韋駄天:ふざけるな。きさま、話が進まないだろうが!

エルエル:話って(笑)。みなさんどうしたんですか。

韋駄天:閉じこめられたんだ。そこのふたを開けて、はしごを下ろしてくれ。

エルエル:ふた…はしご…

韋駄天:ダイスを握れ!

GM:いや、握るまでもなく無理でしょう。

ガーラ:だいたいなんで新キャラがフェアリーなわけ?ヒロインの座、危うし!

アラライ:狙っていたのか…

韋駄天:はしごを動かせないのか。じゃあ…

GM:(助けを呼びにいかせる、と。)

韋駄天:あそこに箱があるんだが、ちょっと様子を見てきてくれ。

エルエル:はーい。

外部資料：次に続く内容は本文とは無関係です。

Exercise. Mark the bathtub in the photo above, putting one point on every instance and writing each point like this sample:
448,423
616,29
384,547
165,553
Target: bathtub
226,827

ひらひら~♪

GM:(!? そうか、こいつ前回のセッションに参加していなかったんだ!)じゃあ……幸運度2レベル。

エルエル:(ころころ)成功。

GM:すると、箱の鍵穴のあたりがきらりと光ったかと思うと金具がものすごい勢いで飛び出し、エルエルをかすめて天井を貫いて風穴を開けた。

エルエル:なに?な~に?

韋駄天:ちっ。

アラライ:ひどい(笑)

GM:第二撃!

エルエル:ええ?(ころころ)成功。逃げます~。

GM:ちっ(笑)。

エルエル:ひどい(笑)

韋駄天:使えないやつだなあ。

GM:しかし、棺桶……もとい、箱のふたががたがた言ったかと思うと、

アラライ:マスターいまなんつった?

ディドロ(GM):「日は没した……おまえたちの命も没するときだ。」

韋駄天:ディオ様かよ!じゃああれはスペースリパーなんやらだったのか。

GM:ばらすな!とにかく、箱のなかから若い男が立ち上がった。

韋駄天:というか勝ち目はないので逃げよう。

韋駄天:ねえ、ちょっとマスター。

GM:はいよ。

韋駄天:きょうはさあ、初めにも言ったけど……

GM:あれ?もう6時かあ。えええ、ここでお開きかよ。

韋駄天:すまんね。

ガーラ:ま、しょうがないよ。続きは次回で。

韋駄天:というか、ほとんどサイコロも振ってないんだけどね(笑)。